The hooded figure took a silent step forward, making no sound on the damp earth. When it spoke, the voice was not a human sound. It was like the grinding of ancient stones, the whisper of a winter wind through a graveyard, a voice that had not been used for centuries, yet it resonated directly in Jon’s mind.

“The wolf fears what it does not understand,” the voice rasped, a sound of rust and ruin. “But the dragon in you is not afraid. It is… curious.”

Jon’s breath hitched. “Who are you? What are you?”

The figure tilted its hooded head, a gesture that was unnervingly human. “I am a shadow of a memory. A vow given form.” It took another silent step, the cold intensifying. “I am here for the fire that burns in your veins. It is a lonely fire, hidden in the cold. It needs to be tended, lest it go out.”

The figure raised a hand from the depths of its black robes. It was not a hand of flesh, but of shifting shadow, gauntleted in what looked like dark, ethereal steel. It pointed a single, smoky finger at Jon’s chest.

“You are more than the bastard of a wolf, boy,” the voice whispered, the words now laced with a dangerous, possessive heat. “You are the last ember of a dying flame. And the cold winds are rising to snuff you out.”

The figure held his gaze for a long, terrifying moment. Jon stood frozen, sword in hand, caught between the instinct to run and the inexplicable urge to listen. This creature spoke of a fire inside him, the same fire he had felt a flicker of in the yard. It knew something about him. Something no one else did.

He found his voice, though it was a strained, thin thing. "I don't know what you're talking about. Tell me your name."

The hooded head seemed to offer a silent, mirthless laugh. "My name is ash and memory. It is of no consequence. Your name, however… that is a lie. The name they call you is a lie." The figure paused, letting the words hang in the frosted air. "Does the lie sit well with you, Jon Snow? Or does the question of your mother burn in you, late at night when you are alone?"

The question struck Jon like a physical blow. It was the question that had haunted his entire life, the one he dared not ask, the one his father would never answer. The sword in his hand suddenly felt impossibly heavy.

"What do you know of my mother?" he demanded, his voice cracking.

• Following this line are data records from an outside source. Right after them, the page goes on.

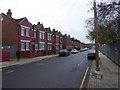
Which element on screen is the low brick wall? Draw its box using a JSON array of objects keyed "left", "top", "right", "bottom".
[{"left": 0, "top": 51, "right": 10, "bottom": 62}]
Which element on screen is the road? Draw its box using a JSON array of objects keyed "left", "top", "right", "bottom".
[{"left": 2, "top": 51, "right": 92, "bottom": 88}]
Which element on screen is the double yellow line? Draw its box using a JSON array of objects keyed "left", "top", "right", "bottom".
[{"left": 80, "top": 67, "right": 89, "bottom": 90}]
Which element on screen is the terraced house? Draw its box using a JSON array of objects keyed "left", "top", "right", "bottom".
[
  {"left": 0, "top": 9, "right": 80, "bottom": 60},
  {"left": 32, "top": 22, "right": 47, "bottom": 57}
]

"I know everything," the voice of ruin whispered. "Just as I know of your father. The honorable Lord Stark has kept his secrets well, to protect you. But secrets are a poison. They fester." The figure took one final, silent step, until it stood just on the other side of the small pool. The cold it radiated was so intense Jon could feel it burning his skin. "My identity matters little. Would you not rather know your own? Would you not rather know her name?"

The world seemed to narrow to the space between them. The growling of Ghost, the rustle of the weirwood leaves, the distant sounds of the castle—it all faded away. There was only the pit of darkness beneath the hood and the question that had defined him. All his life, he had been Jon Snow, the bastard. A name that was an absence, a void where a mother should be. This creature, this terrifying specter, was offering to fill it.

He couldn't speak. The words were trapped in his throat. He could only give a single, sharp nod.

The hooded figure seemed to straighten, a sense of ancient, terrible satisfaction emanating from it. The voice, when it came again, was no longer a rasp, but a clear, cold pronouncement, a statement of fact that shattered the world.

"Her name was Lyanna," the shadow said, and Jon's heart stopped. "Of House Stark. Your father's sister."

Jon staggered back, his mind reeling. No. A lie. It has to be a lie. His aunt… but the king was here to mourn her. His father… the sorrow he carried…

Before he could even process the first blow, the shadow delivered the second, its voice laced with the pride of a forgotten dynasty.

"And your father… was not Eddard Stark. Your father was Rhaegar. Of House Targaryen. The last dragon. And you, boy… you are no bastard. You are Aemon Targaryen, the First of His Name, the true heir to the Iron Throne."